Patient Safety Quarterly: Practice drills, careful job outlines improve emergency response
Patient Safety Quarterly: Practice drills, careful job outlines improve emergency response
Job action sheets promote accuracy
No matter what type of emergency faces your health care organization, how well you fare will largely depend how well your staff knows its individual roles. Careful planning, practice drills, and clear job descriptions can make the difference.
You can never practice enough. That was the primary lesson learned when personnel at Atlanta’s Grady Memorial Hospital kicked into high gear with the aftermath of a bombing in Centennial Olympic Park downtown.
When tragedy hit during the 1996 Olympics, the admitting and registration staff — such as personnel throughout the hospital — already had been repeatedly drilled on what to do if an emergency occurred while the city was hosting thousands of visitors from all over the world, says Linda Leatherman, director of admitting and registration. Possibilities ranging from a large influx of heat-related cases to terrorist attacks were covered.
"We did hold a lot of drills, but we could have held more," she says. "If you’re going to have an emergency preparedness process, you need to practice it and get staff comfortable with it."
About 100 people were injured by the blast that early morning in July, but most were treated at the scene. Thirty-four patients were taken to Grady for treatment; 13 were admitted, and 10 needed surgery. At one point, Leatherman notes, 257 reporters, camera crews, and other news media personnel were clustered on the street outside the emergency clinic.
Leatherman gives her employees and other hospital staff high marks for doing an outstanding job of everything from taking care of patients and family members to cleaning up the floors. However, a post-event analysis of the disaster
plan did bring to mind some procedures that will be done differently the next time disaster strikes, she notes. These included:
• During pre-Olympics planning, each department was asked to draw a flowchart outlining who does what if disaster strikes.
But when staff began dealing with the real emergency, assumptions were made that were not included in those algorithms.
"On ours, for example, it says that [when a disaster occurs], admitting coordinators are to begin an emergency bed count — what’s available, who could be moved out of [the intensive care unit]," Leatherman says.

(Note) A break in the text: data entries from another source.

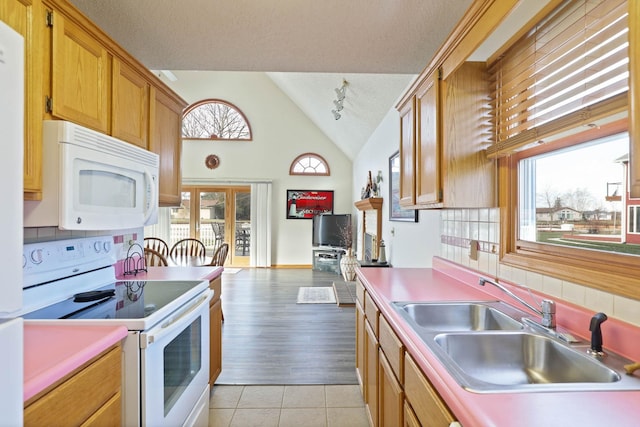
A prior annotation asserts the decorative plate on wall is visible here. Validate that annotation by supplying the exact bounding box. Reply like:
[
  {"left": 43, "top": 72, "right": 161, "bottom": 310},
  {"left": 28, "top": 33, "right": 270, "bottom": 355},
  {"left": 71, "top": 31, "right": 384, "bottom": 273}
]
[{"left": 209, "top": 154, "right": 220, "bottom": 169}]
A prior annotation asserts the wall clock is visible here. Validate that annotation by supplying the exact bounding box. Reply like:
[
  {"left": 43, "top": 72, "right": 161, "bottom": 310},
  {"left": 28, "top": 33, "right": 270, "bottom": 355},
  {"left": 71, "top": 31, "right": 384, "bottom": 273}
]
[{"left": 204, "top": 154, "right": 220, "bottom": 169}]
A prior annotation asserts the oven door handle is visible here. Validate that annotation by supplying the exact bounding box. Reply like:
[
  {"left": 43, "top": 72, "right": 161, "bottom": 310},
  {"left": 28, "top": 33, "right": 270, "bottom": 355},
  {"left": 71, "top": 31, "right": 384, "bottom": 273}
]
[{"left": 140, "top": 289, "right": 213, "bottom": 348}]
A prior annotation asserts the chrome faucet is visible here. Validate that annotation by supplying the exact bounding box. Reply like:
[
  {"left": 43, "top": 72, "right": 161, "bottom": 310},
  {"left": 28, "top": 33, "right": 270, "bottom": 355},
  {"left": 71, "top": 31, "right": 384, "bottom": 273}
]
[{"left": 479, "top": 277, "right": 556, "bottom": 329}]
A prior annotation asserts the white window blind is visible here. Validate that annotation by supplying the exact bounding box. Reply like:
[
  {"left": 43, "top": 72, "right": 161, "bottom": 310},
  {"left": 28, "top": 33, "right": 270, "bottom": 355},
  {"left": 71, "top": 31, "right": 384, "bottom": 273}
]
[{"left": 488, "top": 0, "right": 629, "bottom": 156}]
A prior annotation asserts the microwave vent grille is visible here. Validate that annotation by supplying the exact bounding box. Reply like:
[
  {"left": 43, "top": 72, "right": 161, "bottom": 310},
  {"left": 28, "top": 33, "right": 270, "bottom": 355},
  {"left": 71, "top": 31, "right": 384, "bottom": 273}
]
[{"left": 63, "top": 122, "right": 160, "bottom": 167}]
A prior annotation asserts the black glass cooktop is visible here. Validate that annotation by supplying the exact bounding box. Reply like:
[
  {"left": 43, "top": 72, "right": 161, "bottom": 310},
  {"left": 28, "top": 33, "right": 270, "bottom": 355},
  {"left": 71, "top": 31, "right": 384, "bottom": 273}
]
[{"left": 22, "top": 280, "right": 202, "bottom": 320}]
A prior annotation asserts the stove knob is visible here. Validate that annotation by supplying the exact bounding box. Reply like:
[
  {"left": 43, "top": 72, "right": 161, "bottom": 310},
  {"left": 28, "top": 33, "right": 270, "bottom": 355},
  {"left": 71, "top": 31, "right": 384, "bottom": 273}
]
[{"left": 30, "top": 249, "right": 42, "bottom": 265}]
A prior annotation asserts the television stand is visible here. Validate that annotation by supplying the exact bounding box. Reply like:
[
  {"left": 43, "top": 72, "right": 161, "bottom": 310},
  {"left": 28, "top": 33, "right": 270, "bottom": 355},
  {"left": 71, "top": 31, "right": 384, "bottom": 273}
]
[{"left": 313, "top": 248, "right": 344, "bottom": 274}]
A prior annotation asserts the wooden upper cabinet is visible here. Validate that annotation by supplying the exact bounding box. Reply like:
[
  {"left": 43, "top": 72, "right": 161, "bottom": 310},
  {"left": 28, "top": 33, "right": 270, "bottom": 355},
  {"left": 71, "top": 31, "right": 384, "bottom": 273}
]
[
  {"left": 399, "top": 97, "right": 416, "bottom": 207},
  {"left": 0, "top": 0, "right": 43, "bottom": 200},
  {"left": 50, "top": 10, "right": 111, "bottom": 133},
  {"left": 415, "top": 70, "right": 442, "bottom": 205},
  {"left": 441, "top": 62, "right": 498, "bottom": 208},
  {"left": 111, "top": 58, "right": 150, "bottom": 149},
  {"left": 149, "top": 87, "right": 186, "bottom": 206}
]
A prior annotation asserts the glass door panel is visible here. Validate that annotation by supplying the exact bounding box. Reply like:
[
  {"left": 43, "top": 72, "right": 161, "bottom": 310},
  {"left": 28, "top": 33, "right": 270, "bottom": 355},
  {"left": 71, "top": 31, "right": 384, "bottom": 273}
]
[
  {"left": 167, "top": 191, "right": 192, "bottom": 248},
  {"left": 198, "top": 189, "right": 227, "bottom": 256},
  {"left": 232, "top": 190, "right": 251, "bottom": 265},
  {"left": 170, "top": 186, "right": 251, "bottom": 267}
]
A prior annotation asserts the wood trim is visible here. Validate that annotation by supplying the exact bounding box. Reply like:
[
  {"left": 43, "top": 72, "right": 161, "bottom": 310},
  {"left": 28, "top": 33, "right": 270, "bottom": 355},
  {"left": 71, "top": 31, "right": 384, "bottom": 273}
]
[{"left": 628, "top": 0, "right": 640, "bottom": 198}]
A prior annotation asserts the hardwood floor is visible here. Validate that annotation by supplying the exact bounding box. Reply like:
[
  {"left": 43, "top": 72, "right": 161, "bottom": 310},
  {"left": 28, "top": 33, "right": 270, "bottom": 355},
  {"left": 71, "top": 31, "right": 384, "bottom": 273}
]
[{"left": 216, "top": 269, "right": 357, "bottom": 385}]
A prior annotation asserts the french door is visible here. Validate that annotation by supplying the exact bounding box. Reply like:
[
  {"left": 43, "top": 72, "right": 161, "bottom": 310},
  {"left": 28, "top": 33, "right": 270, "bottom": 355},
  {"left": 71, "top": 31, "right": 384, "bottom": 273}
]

"What actually happened is that the inpatient nursing staff started moving patients. In critiquing our emergency preparedness, we realized we didn’t effectively communicate each algorithm to each department," she says.
Next time, Leatherman adds, admitting will perform the bed count and will do a better job of communicating with nursing.
• Since Grady’s emergency clinic is approximately the size of a football field, it’s quite a distance from the care area to registration.
When patients started arriving during the lowest-staffed shift, there were enough employees in each of the four care zones to obtain identifying information, but no one to run the information back to the registration desk.
"For the first 15 or 20 minutes, we were really hurting for staff," Leatherman recalls. "There were a lot of nurses ready to help, but they didn’t think about helping with registration. In the future, they will take on those duties."
After the initial crunch, she adds, there was plenty of help as off-duty employees heard the news and began reporting for work.
• Patient data weren’t entered into the computer system quickly enough.
Although the information was efficiently gathered , Leatherman says, it existed only on paper for too long. Information clerks and nursing floors didn’t have up-to-date information to share, for example, with relatives of the injured.
"If you’re taking in lots of patients, you have to have a way of knowing who you have in the house," she says. "For the benefit of family members who weren’t allowed in the emergency department, this needs to be in the system and communicated. We ended up having to do a lot of cleanup after everyone caught their breath."
• Practice sessions focused on bringing the patients in for treatment quickly, but no one was assigned to handle discharges.
Patients who weren’t badly hurt and were ready to go home waited to be told what to do next, Leatherman explains. "There was no one designated to say, Take this medication and go home,’ to close the loop for those who weren’t going to be admitted."
When the real thing happens, people tend to forget what’s listed on the disaster plan, she says. Although it had been agreed that the shift supervisor in emergency registration would be in charge of the admission and registration process, that supervisor found this to be a difficult role to play when Leatherman showed up to help out.
"When I said, What’s my assessment?’ it was hard for her [to respond]," she recalls. "People came to me and asked what they should do."
Leatherman’s admitting manager and emergency registration manager currently are working on clarifying and expanding their algorithms, and on adding more "job-action sheets" that describe specific duties that need to be performed in responding to a disaster. The action sheets are invaluable when personnel who don’t normally perform a certain function are called upon to fill in, she explains.
Action sheets spell it out
For example, there is an action that describes exactly what needs to be done during an emergency bed count, Leatherman says. Rather than spending time explaining the procedure, the person in charge can simply hand the sheet to the employee assigned to that task.
Meanwhile, her department continues to be involved in meetings with nursing and other departments as Grady continues to evaluate its emergency plan, Leatherman adds. "Improving communication is always something to work on."